Condemning these murders, Jamaica’s Minister of National Security confirmed eleven returning residents were victims of violent crime this year.
Spreading panic isn’t the answer
This situation is indeed tragic and unfortunate. It does make those contemplating returning to Jamaica after long careers, and hard-times living in the Diaspora to reconsider doing so. However, spreading panic throughout the Diaspora isn’t the solution.
Affects all Jamaicans
Admittedly, Jamaica has a serious crime problem. Violent crime doesn’t affect only returning residents. There are frequent reports of Jamaicans, men, women, and children, who are also victimized by violent crimes.
Some people point to social and economic imbalances, especially the perpetuation of poverty as the core reasons for crime. Others blame criminal deportees for the crime wave. Whatever the reason, crime is a major problem in Jamaica.
Mr. LaTouche and others are quick to blame the police brass and government for ineffectiveness in protecting returning residents. However, in reality, it cannot be expected returning residents should be the recipients of premier law enforcement strategies, compared to the rest of the population.
Crime strategy needs more teeth
But, there’s agreement something must be done, something with more teeth than currently prevails, to curb violent crime that’s affecting Jamaicans, including those returning from the Diaspora to reside.
Jamaican public officials proudly citing data of significant comparative decline in murders, doesn’t mean murders isn’t still a serious problem. Every case of murder is one murder too much. Also, statements by the National Security Minister that recent violent crimes against returning residents are the results of domestic disputes doesn’t excuse the crimes.
As in America when gun violence cuts down victims in public places, it grows weary for the Jamaican government to continuing offering their sympathy to the families of the victims of crime. A pragmatic solution is what’s needed.
Some people argue more community involvement is needed to help curb crime in Jamaica. Admittedly, if communities are more vigilant in keeping watch in what’s happening in and around the community, and alerting law enforcement to pending threats, this helps to curb crime. But, people in Jamaican communities are expressing fear of violent reprisal from criminal elements if, and when, they interact with law enforcement. As a result, law enforcement is getting less help from several communities in preventing and solving crimes in those communities.
So, the ball always rolls back to the government to be more aggressive in making Jamaica a safer place.
Currently, states of emergency are on-going in St. James, parts of St. Catherine and Kingston. These measures have helped to abate crime in these areas, but what of the rest of the country? Would a national state of emergency be more effective?
And, after the states of emergencies end, what? If poverty and lack of opportunity for the youth prevails, will crime not resurface?
And, how can tragic domestic disputes between returning residents, and people they employ in their homes, or on their properties be solved? Are returning residents flaunting their overseas earned wealth over their neighbors? Are they deliberately under-paying their workers?

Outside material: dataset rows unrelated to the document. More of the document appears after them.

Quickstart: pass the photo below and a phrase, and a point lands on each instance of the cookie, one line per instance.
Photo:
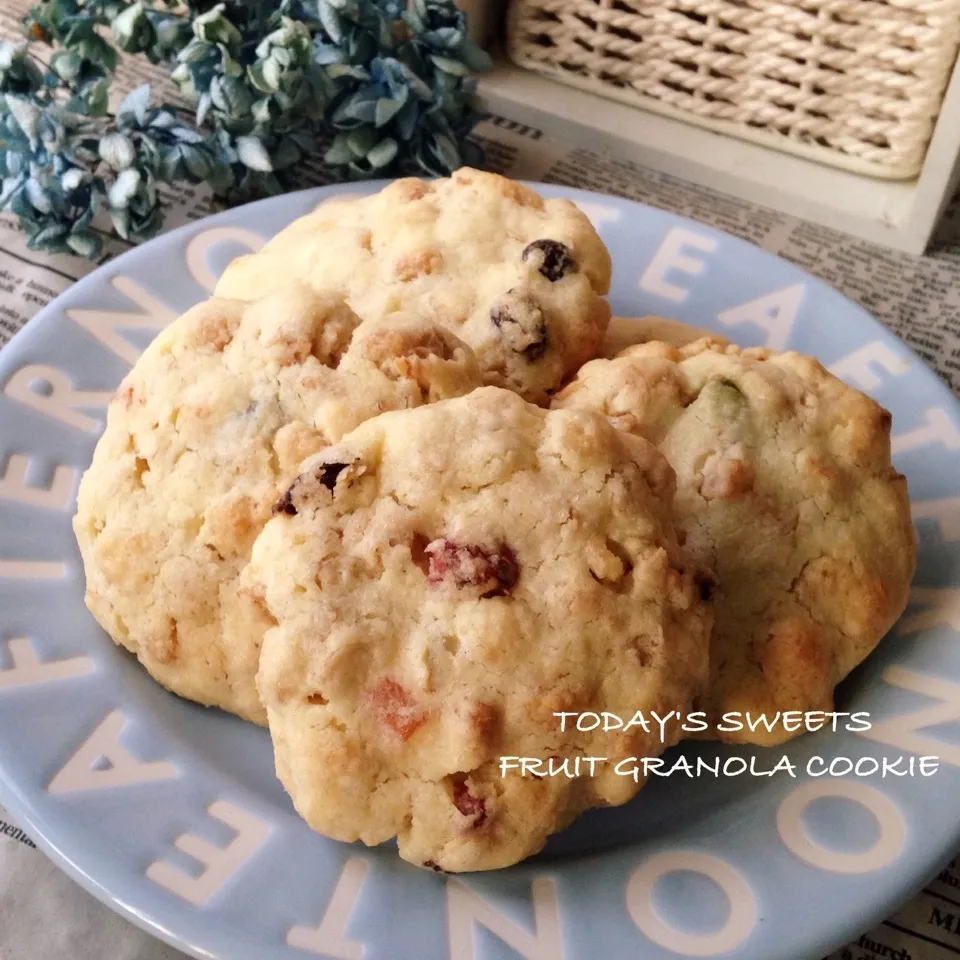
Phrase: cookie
(626, 332)
(519, 278)
(785, 489)
(201, 438)
(444, 581)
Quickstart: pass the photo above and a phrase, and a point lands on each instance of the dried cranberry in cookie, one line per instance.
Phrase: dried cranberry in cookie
(520, 279)
(786, 490)
(494, 563)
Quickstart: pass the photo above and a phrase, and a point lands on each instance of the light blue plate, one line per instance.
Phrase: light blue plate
(171, 813)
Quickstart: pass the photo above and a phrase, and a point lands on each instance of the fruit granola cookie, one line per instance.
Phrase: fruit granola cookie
(203, 435)
(786, 491)
(444, 581)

There are several facets to the problem of crime in Jamaica, and urgent national coordination and participation is urgently needed. Since the government has the best sources, it’s they who need to coordinate this national participation.
Pertaining to the concerns of returning residents, earlier this year government implemented a task-force to address their safety and security. This task-force includes members from the returning resident’s associations, Jamaica Constabulary Force, and Diaspora Affairs Department of the Ministry of Foreign Affairs.

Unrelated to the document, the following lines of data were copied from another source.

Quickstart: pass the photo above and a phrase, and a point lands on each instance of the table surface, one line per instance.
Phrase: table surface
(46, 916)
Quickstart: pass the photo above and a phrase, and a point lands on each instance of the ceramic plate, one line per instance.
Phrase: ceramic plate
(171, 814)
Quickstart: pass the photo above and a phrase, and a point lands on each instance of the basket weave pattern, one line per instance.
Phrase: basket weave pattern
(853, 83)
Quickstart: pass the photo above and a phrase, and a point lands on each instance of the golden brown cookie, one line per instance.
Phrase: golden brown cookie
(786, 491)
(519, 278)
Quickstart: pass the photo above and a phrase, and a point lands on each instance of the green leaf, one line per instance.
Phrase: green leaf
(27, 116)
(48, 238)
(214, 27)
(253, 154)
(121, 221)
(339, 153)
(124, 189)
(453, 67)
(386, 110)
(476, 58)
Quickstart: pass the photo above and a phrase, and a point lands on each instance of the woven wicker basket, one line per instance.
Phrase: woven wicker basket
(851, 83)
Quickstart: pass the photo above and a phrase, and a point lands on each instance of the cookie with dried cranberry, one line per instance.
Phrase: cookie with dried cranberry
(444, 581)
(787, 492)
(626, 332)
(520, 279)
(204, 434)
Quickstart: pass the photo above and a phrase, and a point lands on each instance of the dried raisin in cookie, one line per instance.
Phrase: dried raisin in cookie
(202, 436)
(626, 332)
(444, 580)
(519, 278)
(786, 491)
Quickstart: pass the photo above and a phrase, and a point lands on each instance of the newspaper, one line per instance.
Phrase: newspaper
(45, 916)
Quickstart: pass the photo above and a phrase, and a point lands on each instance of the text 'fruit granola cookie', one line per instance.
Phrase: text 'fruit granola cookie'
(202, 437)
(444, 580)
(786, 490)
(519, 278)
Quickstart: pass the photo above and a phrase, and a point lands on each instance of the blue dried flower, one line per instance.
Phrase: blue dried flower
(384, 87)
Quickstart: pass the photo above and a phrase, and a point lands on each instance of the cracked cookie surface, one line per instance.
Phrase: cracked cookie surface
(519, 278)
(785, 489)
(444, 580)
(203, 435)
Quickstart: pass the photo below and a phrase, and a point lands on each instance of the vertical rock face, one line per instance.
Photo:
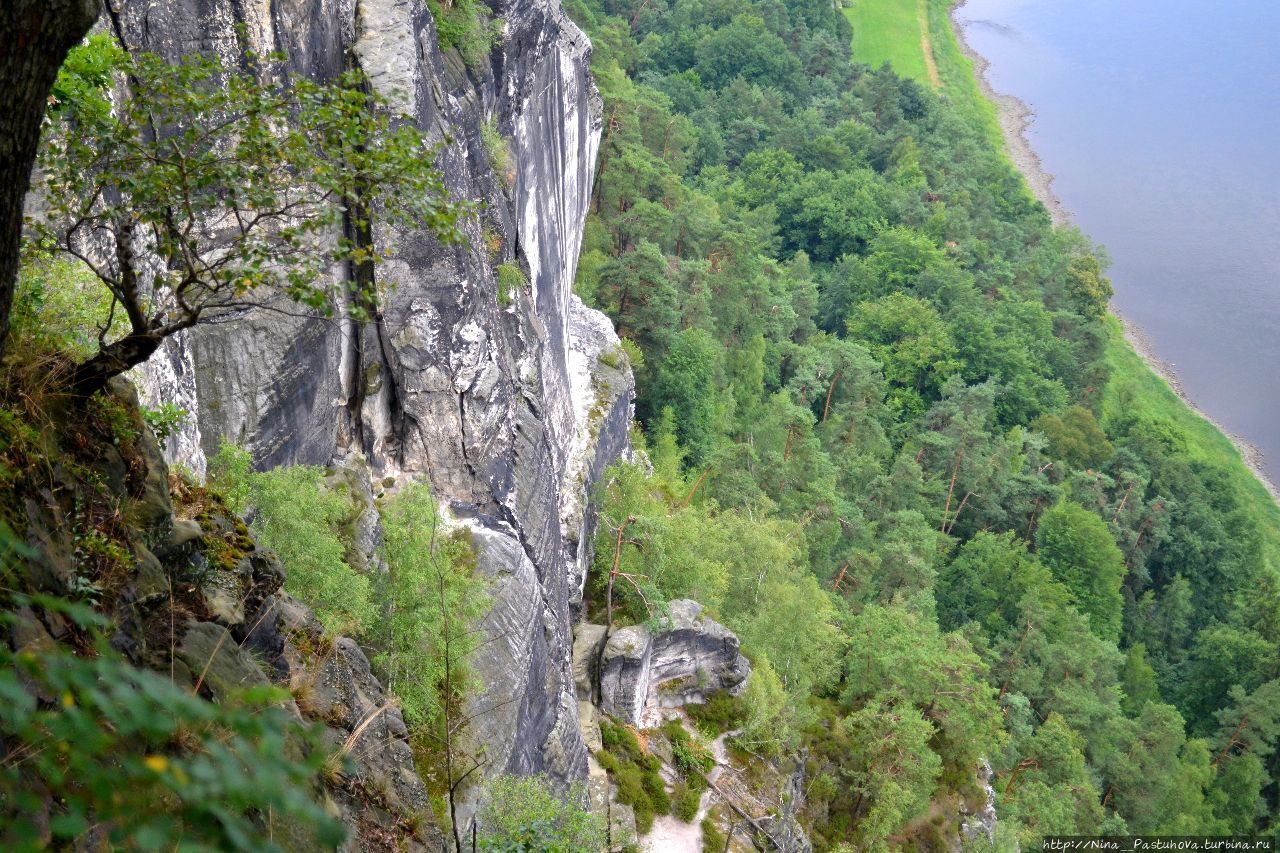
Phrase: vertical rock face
(510, 409)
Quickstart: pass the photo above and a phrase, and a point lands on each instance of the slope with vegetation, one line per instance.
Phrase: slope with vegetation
(896, 448)
(183, 664)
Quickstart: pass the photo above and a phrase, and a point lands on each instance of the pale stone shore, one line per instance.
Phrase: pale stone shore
(1015, 118)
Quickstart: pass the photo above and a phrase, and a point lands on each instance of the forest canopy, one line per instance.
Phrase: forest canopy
(874, 392)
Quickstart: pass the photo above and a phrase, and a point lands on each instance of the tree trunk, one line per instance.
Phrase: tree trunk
(90, 377)
(35, 36)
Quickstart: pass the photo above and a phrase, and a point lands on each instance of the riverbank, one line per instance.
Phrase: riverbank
(1014, 118)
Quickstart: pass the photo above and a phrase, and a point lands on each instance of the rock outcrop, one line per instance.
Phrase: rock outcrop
(641, 673)
(510, 407)
(978, 826)
(200, 602)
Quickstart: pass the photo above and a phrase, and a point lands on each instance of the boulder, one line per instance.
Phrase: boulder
(641, 671)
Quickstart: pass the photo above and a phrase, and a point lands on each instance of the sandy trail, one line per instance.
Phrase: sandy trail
(672, 835)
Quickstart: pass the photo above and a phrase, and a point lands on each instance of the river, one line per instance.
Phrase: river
(1160, 122)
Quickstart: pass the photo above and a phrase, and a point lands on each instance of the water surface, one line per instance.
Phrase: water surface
(1160, 121)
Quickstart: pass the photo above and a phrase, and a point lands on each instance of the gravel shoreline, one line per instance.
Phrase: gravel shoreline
(1015, 118)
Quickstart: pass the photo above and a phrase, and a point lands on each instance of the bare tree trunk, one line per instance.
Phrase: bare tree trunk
(35, 36)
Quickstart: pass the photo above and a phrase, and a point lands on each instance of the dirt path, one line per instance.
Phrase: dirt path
(672, 835)
(922, 16)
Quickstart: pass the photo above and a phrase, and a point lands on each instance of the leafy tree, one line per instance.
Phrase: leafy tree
(686, 382)
(1075, 437)
(896, 770)
(128, 757)
(1138, 679)
(39, 33)
(910, 340)
(1078, 548)
(234, 181)
(433, 601)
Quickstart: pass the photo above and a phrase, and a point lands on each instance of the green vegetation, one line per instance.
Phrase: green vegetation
(511, 281)
(164, 420)
(467, 27)
(888, 31)
(233, 149)
(417, 617)
(498, 150)
(304, 520)
(899, 447)
(634, 774)
(137, 762)
(959, 77)
(432, 600)
(526, 816)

This task force is a positive step, but it must be mandated to be accountable and effective in deterring crime. Following last week’s tragic murders, the minister with responsibility for Diaspora Affairs said given the unique vulnerabilities of returning residents, his ministry is working collaboratively with critical stakeholders in providing information, support and guidance to the returning residents community. The ministry must also collaborate effectively with the Ministry of National Security in protecting returning residents, even as the latter ministry thrives to curb violent crime throughout Jamaica.